🤖 AI Summary
Existing 3D reconstruction methods suffer from low efficiency and limited quality due to indirect geometric learning and coupled geometry-appearance modeling. To address this, we propose the first end-to-end jointly optimized framework integrating explicit triangular meshes with 3D Gaussian points: differentiable 3D Gaussians are rigidly bound to mesh faces and jointly optimized under photometric supervision to reconstruct both geometry and surface appearance.
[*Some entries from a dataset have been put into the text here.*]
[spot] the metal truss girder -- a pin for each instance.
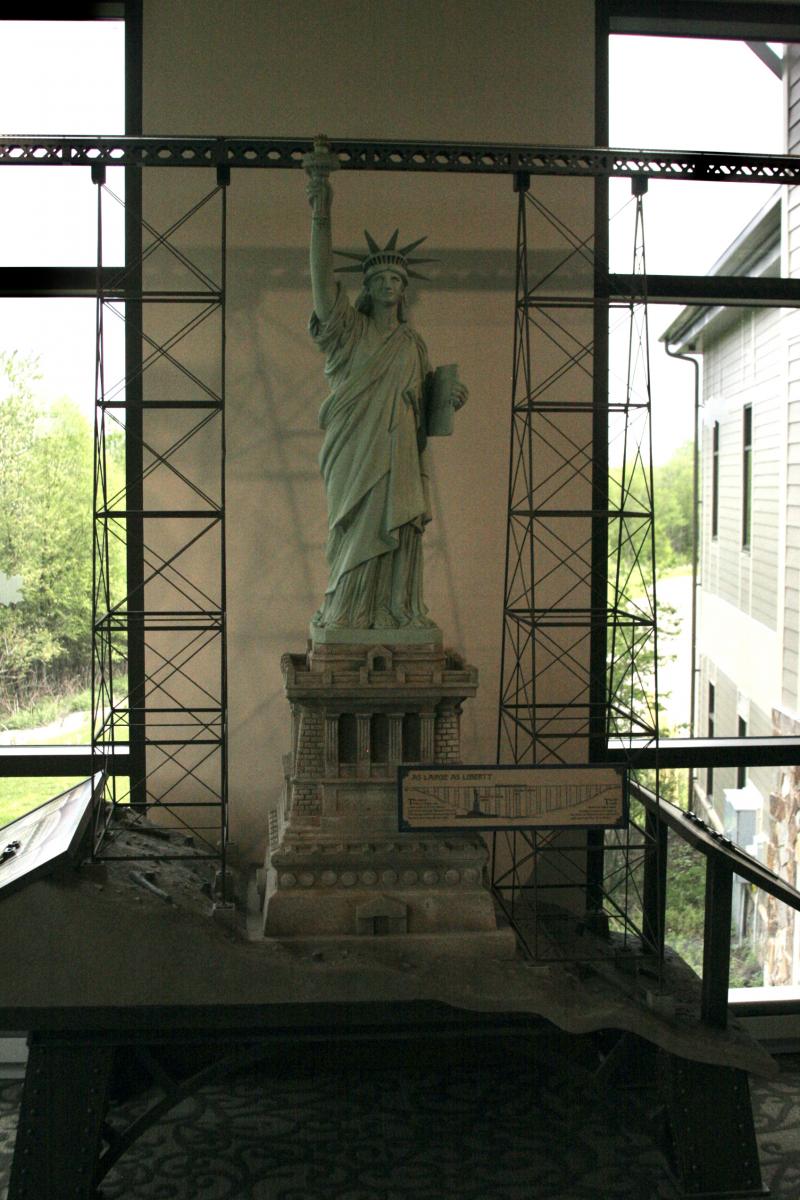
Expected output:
(420, 156)
(173, 720)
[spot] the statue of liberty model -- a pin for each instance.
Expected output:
(383, 406)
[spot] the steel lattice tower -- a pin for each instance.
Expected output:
(578, 660)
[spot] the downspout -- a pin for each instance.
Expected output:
(696, 540)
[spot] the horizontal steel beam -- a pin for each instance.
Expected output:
(669, 753)
(37, 762)
(444, 157)
(713, 845)
(707, 289)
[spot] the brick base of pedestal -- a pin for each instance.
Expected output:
(337, 865)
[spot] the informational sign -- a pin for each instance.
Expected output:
(471, 797)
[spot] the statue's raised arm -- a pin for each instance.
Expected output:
(319, 163)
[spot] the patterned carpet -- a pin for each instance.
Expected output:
(465, 1129)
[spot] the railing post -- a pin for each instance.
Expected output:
(654, 892)
(716, 942)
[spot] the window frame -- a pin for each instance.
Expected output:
(65, 282)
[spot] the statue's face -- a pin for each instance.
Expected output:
(386, 287)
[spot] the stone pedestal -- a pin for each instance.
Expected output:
(337, 864)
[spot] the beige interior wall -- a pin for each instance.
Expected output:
(519, 71)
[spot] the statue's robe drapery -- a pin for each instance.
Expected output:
(374, 468)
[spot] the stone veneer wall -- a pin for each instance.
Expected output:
(782, 856)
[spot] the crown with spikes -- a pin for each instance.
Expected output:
(389, 258)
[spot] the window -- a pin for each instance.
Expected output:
(60, 77)
(746, 473)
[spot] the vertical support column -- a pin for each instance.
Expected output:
(133, 415)
(395, 737)
(654, 893)
(331, 744)
(60, 1120)
(427, 736)
(362, 753)
(719, 1157)
(597, 681)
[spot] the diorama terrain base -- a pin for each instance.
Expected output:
(94, 940)
(103, 964)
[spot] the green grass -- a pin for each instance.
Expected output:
(19, 796)
(47, 711)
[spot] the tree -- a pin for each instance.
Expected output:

Our approach breaks the conventional paradigm of decoupled geometry and appearance modeling, enabling efficient, high-fidelity reconstruction and real-time rendering. Quantitatively, it achieves a +1.8 dB PSNR improvement over prior methods on the DTU and BlendedMVS benchmarks. Moreover, the framework supports interactive mesh editing and incremental updates for dynamic scenes, significantly enhancing reconstruction efficiency and editing flexibility.
📝 Abstract
Accurately reconstructing a 3D scene including explicit geometry information is both attractive and challenging. Geometry reconstruction can benefit from incorporating differentiable appearance models, such as Neural Radiance Fields and 3D Gaussian Splatting (3DGS). However, existing methods encounter efficiency issues due to indirect geometry learning and the paradigm of separately modeling geometry and surface appearance. In this work, we propose a learnable scene model that incorporates 3DGS with an explicit geometry representation, namely a mesh. Our model learns the mesh and appearance in an end-to-end manner, where we bind 3D Gaussians to the mesh faces and perform differentiable rendering of 3DGS to obtain photometric supervision. The model creates an effective information pathway to supervise the learning of both 3DGS and mesh. Experimental results demonstrate that the learned scene model not only improves efficiency and rendering quality but also enables manipulation via the explicit mesh. In addition, our model has a unique advantage in adapting to scene updates, thanks to the end-to-end learning of both mesh and appearance.